In response to my words “Australia is a great country to live in”, some will immediately retort: ‘Well, it’s not so great for many Aboriginal people.’ I agree, and this should never be forgotten. But how will protesting about the date and Australia Day help those Aboriginal people most in need?
Celebrating on a particular day does not have to be tied to historical events, even if its origins are rooted in those events. Consider the celebration of Christmas Day. Though traditionally it had religious significance (and still does for some), for many people there is no religious meaning.
Today many Australians celebrate Christmas for other reasons: family; end of another hard year; food and drink; and summer holidays. Like Christmas Day, Australia Day is a holiday where most can relax and socialise, and reflect on matters that are of importance to them.
On Australia Day, most Aussies look forward to a day off work with friends and family. (ABC News: Margaret Burin)
I respect people’s right to mourn and even to claim that Australia Day celebrations are causing them grief, insult, and suffering. However, I question the motives and sincerity of those claiming to be upset because of injustices committed in the past by what boils down to what one set of my ancestors did to another set of my ancestors.
Why do I not see them upset by the injustices committed by Aboriginal people against other Aboriginal people today?
The high rates of violence in the Aboriginal population, particularly against women, are well documented — and widely known — yet there is comparatively little outrage. Why?

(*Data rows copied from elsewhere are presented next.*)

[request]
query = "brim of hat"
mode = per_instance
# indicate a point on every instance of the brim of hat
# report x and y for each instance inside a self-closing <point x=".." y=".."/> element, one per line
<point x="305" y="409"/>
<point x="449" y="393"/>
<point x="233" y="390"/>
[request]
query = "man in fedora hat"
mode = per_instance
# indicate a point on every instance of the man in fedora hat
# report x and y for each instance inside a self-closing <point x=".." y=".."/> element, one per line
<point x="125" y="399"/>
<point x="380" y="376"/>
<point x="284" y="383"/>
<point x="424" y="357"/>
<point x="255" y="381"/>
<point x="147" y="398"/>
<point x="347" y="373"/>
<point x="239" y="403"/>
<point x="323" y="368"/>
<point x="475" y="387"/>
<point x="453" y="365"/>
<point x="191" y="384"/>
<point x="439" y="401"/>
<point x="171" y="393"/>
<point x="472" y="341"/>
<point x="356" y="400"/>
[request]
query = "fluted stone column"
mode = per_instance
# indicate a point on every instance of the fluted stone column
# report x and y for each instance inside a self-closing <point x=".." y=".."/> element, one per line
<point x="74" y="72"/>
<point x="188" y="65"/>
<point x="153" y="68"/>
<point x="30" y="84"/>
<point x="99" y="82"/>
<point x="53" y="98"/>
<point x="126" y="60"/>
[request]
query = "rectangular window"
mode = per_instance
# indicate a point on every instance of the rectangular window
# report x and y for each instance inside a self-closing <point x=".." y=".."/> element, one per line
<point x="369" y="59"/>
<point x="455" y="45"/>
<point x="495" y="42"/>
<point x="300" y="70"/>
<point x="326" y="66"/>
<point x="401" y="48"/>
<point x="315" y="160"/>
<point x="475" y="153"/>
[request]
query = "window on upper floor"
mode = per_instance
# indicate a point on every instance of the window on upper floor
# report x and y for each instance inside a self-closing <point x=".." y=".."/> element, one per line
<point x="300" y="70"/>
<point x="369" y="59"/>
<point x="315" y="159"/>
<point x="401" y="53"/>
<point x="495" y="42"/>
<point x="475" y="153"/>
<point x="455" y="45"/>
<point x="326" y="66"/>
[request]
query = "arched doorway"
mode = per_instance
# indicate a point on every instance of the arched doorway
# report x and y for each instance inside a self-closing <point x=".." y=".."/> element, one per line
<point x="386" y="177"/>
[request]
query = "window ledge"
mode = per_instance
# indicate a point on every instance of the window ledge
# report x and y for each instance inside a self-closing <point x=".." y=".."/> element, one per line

Protesting about the day, I believe, is a smokescreen to obscure the real problems that many Aboriginal Australians face today.
In addition to the problem of violence there is poor health, community dysfunction, unemployment, child neglect, and poor school attendance.
These problems will not be solved by changing the date of Australia Day or giving it a new name. For those objecting to Australia Day celebrations, I encourage you to consider the aforementioned problems and ask yourself: “How will changing the name or the date help those who are suffering most?”
The Australian and Aboriginal flags fly on top of the Sydney Harbour Bridge on Australia Day. (AAP: Joel Carrett)
A time to reflect
While I see Australia Day as a day of celebration, it is also perfectly legitimate for people to take time to reflect on past injustices associated with the invasion. Australia Day can be a day of remembrance and reflection, as well as celebrations. Aboriginal academic Chelsea Bond writes:
“I march in remembrance for those who lost their lives simply defending their own land and people.”
She does this without bitterness.
While some claim it to be a day of mourning, for me and for many others Australia Day is an opportunity to celebrate living in this fantastic country.
It does not have to be one or the other — we can reflect on the past, with particular attention given to the injustices endured by Aboriginal people since the invasion, and celebrate what a great country Australia is today.
Australia has changed almost beyond recognition in regard to Aboriginal people in recent years. We should acknowledge this and celebrate what a great country Australia is — and work together to make it even better.
January 26 is Australia Day — our Australia Day. Let’s celebrate together, allowing others the freedom to express what it means to them. We can celebrate the achievements of our Aboriginal brothers and sisters and the successes achieved together.
Anthony Dillon is a lecturer in the faculty of Health Sciences at the Australian Catholic University.